The contest was held on 11 March 1959 at 21:00 (CET) and lasted 1 hour and 12 minutes. The event was hosted by French television presenter Jacqueline Joubert.

The prelude of Charpentier's "Te Deum", the theme music of Eurovision broadcasts, was played as opening act by the orchestra under the direction of Franck Pourcel.

The winner was the represented by the song "Een beetje", composed by Dick Schallies, written by Willy van Hemert and performed by Teddy Scholten. The Netherlands became the first country to achieve two victories in the event, and Van Hemert became the first individual to win the contest twice, after previously providing lyrics for the Netherlands' winner in 1957, "Net als toen". The United Kingdom's result was the first of sixteen British entries to finish in second place, a contest record as of 2025.

Alongside the traditional reprise performance of the winning song, the second- and third-placed songs were also performed again, for the first and only time at the contest.
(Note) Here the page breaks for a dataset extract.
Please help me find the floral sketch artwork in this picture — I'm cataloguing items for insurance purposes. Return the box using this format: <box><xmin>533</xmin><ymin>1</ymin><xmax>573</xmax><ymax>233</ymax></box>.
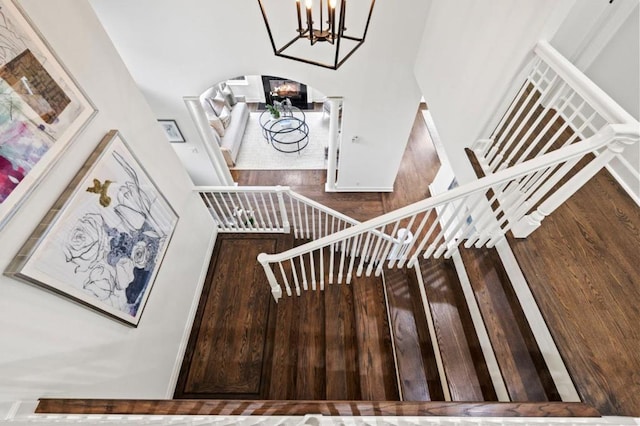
<box><xmin>11</xmin><ymin>131</ymin><xmax>177</xmax><ymax>324</ymax></box>
<box><xmin>0</xmin><ymin>0</ymin><xmax>94</xmax><ymax>227</ymax></box>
The prize awarded to the winning songwriters, taking the form of an engraved medallion, was to be handed over during the delegations' supper following the event, but instead was presented by RTF's director of programming Jean d'Arcy to Teddy Scholten at the end of the show.
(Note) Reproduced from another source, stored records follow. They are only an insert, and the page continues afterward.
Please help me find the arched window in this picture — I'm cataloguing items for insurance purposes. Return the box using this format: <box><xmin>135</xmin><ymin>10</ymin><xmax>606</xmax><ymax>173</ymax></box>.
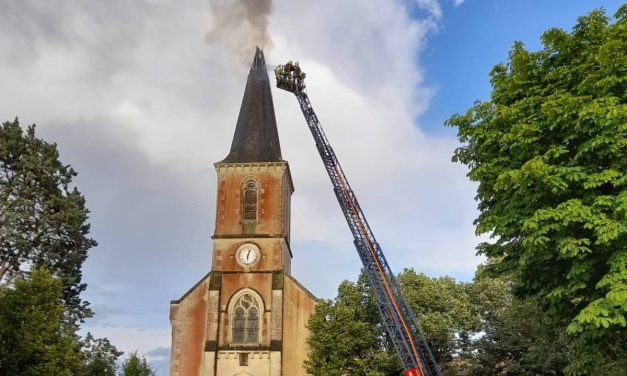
<box><xmin>244</xmin><ymin>180</ymin><xmax>258</xmax><ymax>221</ymax></box>
<box><xmin>231</xmin><ymin>293</ymin><xmax>261</xmax><ymax>345</ymax></box>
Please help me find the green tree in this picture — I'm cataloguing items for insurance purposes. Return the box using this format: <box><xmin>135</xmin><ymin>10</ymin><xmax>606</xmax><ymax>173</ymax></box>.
<box><xmin>398</xmin><ymin>269</ymin><xmax>479</xmax><ymax>373</ymax></box>
<box><xmin>121</xmin><ymin>352</ymin><xmax>155</xmax><ymax>376</ymax></box>
<box><xmin>0</xmin><ymin>119</ymin><xmax>96</xmax><ymax>320</ymax></box>
<box><xmin>307</xmin><ymin>269</ymin><xmax>480</xmax><ymax>375</ymax></box>
<box><xmin>447</xmin><ymin>5</ymin><xmax>627</xmax><ymax>374</ymax></box>
<box><xmin>81</xmin><ymin>333</ymin><xmax>123</xmax><ymax>376</ymax></box>
<box><xmin>0</xmin><ymin>268</ymin><xmax>80</xmax><ymax>376</ymax></box>
<box><xmin>469</xmin><ymin>277</ymin><xmax>566</xmax><ymax>376</ymax></box>
<box><xmin>306</xmin><ymin>274</ymin><xmax>401</xmax><ymax>376</ymax></box>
Results of the Eurovision Song Contest 1959
| R/O | Country | Artist | Song | Votes | Place |
|---|---|---|---|---|---|
| 1 | France | Jean Philippe | "Oui oui oui oui" | 15 | 3 |
| 2 | Denmark | Birthe Wilke | "Uh, jeg ville ønske jeg var dig" | 12 | 5 |
| 3 | Italy | Domenico Modugno | "Piove" | 9 | 6 |
| 4 | Monaco | Jacques Pills | "Mon ami Pierrot" | 1 | 11 |
| 5 | Netherlands | Teddy Scholten | "Een beetje" | 21 | 1 |
| 6 | Germany | Alice and Ellen Kessler | "Heut' woll'n wir tanzen geh'n" | 5 | 8 |
| 7 | Sweden | Brita Borg | "Augustin" | 4 | 9 |
| 8 | Switzerland | Christa Williams | "Irgendwoher" | 14 | 4 |
| 9 | Austria | Ferry Graf | "Der K. und K. Kalypso aus Wien" | 4 | 9 |
| 10 | United Kingdom | Pearl Carr and Teddy Johnson | "Sing Little Birdie" | 16 | 2 |
| 11 | Belgium | Bob Benny | "Hou toch van mij" | 9 | 6 |

=== Spokespersons ===
Each participating broadcaster appointed a spokesperson who was responsible for announcing the votes for its respective country via telephone. Known spokespersons at the 1959 contest are listed below.

- Netherlands – Siebe van der Zee
- Sweden – Roland Eiworth

== Detailed voting results ==

The announcement of the results from each country was conducted in reverse order to that which each country performed.

Detailed voting results of the Eurovision Song Contest 1959
|  |  | Total score | Belgium | United Kingdom | Austria | Switzerland | Sweden | Germany | Netherlands | Monaco | Italy | Denmark | France |
| Contestants | France | 15 | 2 |  | 1 | 1 |  | 4 |  | 2 | 1 | 4 |  |
| Denmark | 12 |  | 2 | 2 | 1 | 4 |  | 1 | 1 | 1 |  |  |
| Italy | 9 | 1 |  |  | 3 | 1 |  |  | 1 |  |  | 3 |
| Monaco | 1 |  |  | 1 |  |  |  |  |  |  |  |  |
| Netherlands | 21 | 3 | 1 | 3 |  |  | 2 |  | 1 | 7 |  | 4 |
| Germany | 5 | 1 |  |  | 1 |  |  |  |  | 1 |  | 2 |
| Sweden | 4 |  |  |  |  |  |  | 3 |  |  | 1 |  |
| Switzerland | 14 | 1 | 5 | 1 |  | 3 | 1 |  | 1 |  | 2 |  |
| Austria | 4 |  |  |  | 1 | 2 |  |  | 1 |  |  |  |
| United Kingdom | 16 | 2 |  | 2 | 3 |  |  | 5 | 2 |  | 1 | 1 |
| Belgium | 9 |  | 2 |  |  |  | 3 | 1 | 1 |  | 2 |  |

== Broadcasts ==

Each participating broadcaster was required to relay the contest via its television network. No official accounts of the viewing figures are known to exist. An estimate given in the press was at least 20 million viewers.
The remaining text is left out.